AAA recommends the following Road Trip Prep Guide for summer travel to help ensure safety, security and peace of mind.
- Emergency supplies: Make sure you keep a flashlight, batteries, first-aid-kit, bumper cables and a basic tool kit in your trunk.
- Cell phone and charger: Always pack a charger and load up your phone with emergency phone numbers you will need for your trip.
- Extra blanket and warm clothing: Always a good idea to keep extra clothing items in the trunk should you get stranded on the road in evening hours, or need extra warmth in vehicle.
- Travel itinerary: It is important that others know where you will be and when to expect you home, in case of any unexpected emergency.

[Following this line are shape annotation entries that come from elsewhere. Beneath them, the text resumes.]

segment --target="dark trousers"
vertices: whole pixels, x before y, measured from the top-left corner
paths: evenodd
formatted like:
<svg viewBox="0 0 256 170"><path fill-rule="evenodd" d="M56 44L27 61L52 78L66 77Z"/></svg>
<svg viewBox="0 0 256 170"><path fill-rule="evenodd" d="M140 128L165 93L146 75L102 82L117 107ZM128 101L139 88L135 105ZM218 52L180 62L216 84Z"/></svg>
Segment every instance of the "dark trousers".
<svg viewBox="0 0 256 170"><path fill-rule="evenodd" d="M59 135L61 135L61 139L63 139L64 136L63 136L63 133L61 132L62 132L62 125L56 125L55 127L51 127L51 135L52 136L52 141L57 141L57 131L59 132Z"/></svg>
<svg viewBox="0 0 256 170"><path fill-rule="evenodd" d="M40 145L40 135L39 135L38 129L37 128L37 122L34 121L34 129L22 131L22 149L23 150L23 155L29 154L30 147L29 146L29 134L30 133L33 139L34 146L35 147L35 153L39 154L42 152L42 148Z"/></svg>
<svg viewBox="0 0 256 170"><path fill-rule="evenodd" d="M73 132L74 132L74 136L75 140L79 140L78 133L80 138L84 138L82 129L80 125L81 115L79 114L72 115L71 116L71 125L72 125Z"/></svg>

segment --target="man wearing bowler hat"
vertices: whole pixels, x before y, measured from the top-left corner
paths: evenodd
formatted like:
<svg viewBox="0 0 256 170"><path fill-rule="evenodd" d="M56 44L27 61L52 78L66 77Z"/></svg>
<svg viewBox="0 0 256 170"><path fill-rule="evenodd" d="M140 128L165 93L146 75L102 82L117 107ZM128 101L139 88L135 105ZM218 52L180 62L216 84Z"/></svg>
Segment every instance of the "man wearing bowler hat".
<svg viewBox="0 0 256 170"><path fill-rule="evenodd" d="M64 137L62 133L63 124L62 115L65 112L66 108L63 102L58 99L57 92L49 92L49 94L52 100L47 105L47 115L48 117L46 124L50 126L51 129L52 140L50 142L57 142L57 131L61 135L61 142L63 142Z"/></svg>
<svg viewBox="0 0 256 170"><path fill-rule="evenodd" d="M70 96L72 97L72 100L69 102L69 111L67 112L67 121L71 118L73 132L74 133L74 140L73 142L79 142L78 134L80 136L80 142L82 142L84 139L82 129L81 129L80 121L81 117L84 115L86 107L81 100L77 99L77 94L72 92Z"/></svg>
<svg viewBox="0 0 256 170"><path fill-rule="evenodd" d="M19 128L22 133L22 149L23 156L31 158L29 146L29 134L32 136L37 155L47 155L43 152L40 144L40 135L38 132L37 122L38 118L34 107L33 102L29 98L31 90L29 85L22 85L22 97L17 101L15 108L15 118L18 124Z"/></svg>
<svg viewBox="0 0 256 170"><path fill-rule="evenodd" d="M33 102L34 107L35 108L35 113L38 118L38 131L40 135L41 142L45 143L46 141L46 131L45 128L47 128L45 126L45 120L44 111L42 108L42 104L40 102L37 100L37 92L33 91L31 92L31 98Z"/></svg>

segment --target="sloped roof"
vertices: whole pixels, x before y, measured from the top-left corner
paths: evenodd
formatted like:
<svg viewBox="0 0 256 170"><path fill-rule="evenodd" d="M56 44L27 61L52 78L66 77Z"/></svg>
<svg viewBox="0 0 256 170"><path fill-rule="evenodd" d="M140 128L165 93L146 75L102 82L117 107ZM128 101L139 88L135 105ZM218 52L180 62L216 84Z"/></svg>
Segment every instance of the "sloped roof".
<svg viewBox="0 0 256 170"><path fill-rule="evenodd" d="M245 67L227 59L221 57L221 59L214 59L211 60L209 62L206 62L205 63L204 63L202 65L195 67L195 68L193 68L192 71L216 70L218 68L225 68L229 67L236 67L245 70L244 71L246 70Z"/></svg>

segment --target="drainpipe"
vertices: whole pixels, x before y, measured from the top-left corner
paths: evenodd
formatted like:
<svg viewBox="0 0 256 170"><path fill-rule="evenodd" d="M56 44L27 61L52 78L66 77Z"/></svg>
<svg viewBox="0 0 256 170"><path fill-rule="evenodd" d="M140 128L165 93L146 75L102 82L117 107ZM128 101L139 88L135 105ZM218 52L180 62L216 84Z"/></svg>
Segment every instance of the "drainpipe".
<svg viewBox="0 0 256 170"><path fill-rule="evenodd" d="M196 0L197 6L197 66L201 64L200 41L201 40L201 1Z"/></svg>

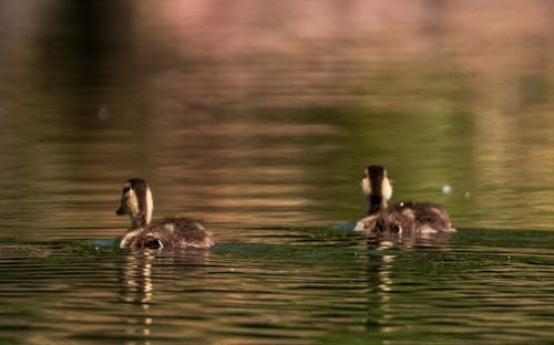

- Secure your home: Make your house look lived-in while you are away.
- Move your vehicle off the road safely away from traffic.
- Stay inside your vehicle and make sure all passengers stay inside. Keep doors locked and roll down the window only enough to ask a passerby to call police, if needed.
- If you can’t move your vehicle off the road, ask all passengers to exit the vehicle when it is safe to do so, and stand away from traffic.
- If you must walk to a phone, keep your group together.
- Warn other drivers by raising the vehicle’s hood, tying a white cloth to a door handle, or using reflective triangles or flares. Warning devices should be placed far enough away from the vehicle to give oncoming traffic time to react.
- Stay alert: Avoid driving while tired.
- Belt it: Always wear seat belts and make sure children are buckled up in proper safety seats.
- Put down the phone: Focus on driving. Phone calls and texts can wait.
- Don’t stray: Stay on main roads and highways.
- Take a Break: When stopping to rest, always lock vehicles doors, even if you are gone for a few minutes. Keep valuables in the trunk.
- Call a Pro: Do not stop to help a disabled vehicle. It can be dangerous to be out on the road in traffic. Instead, call AAA for emergency road service.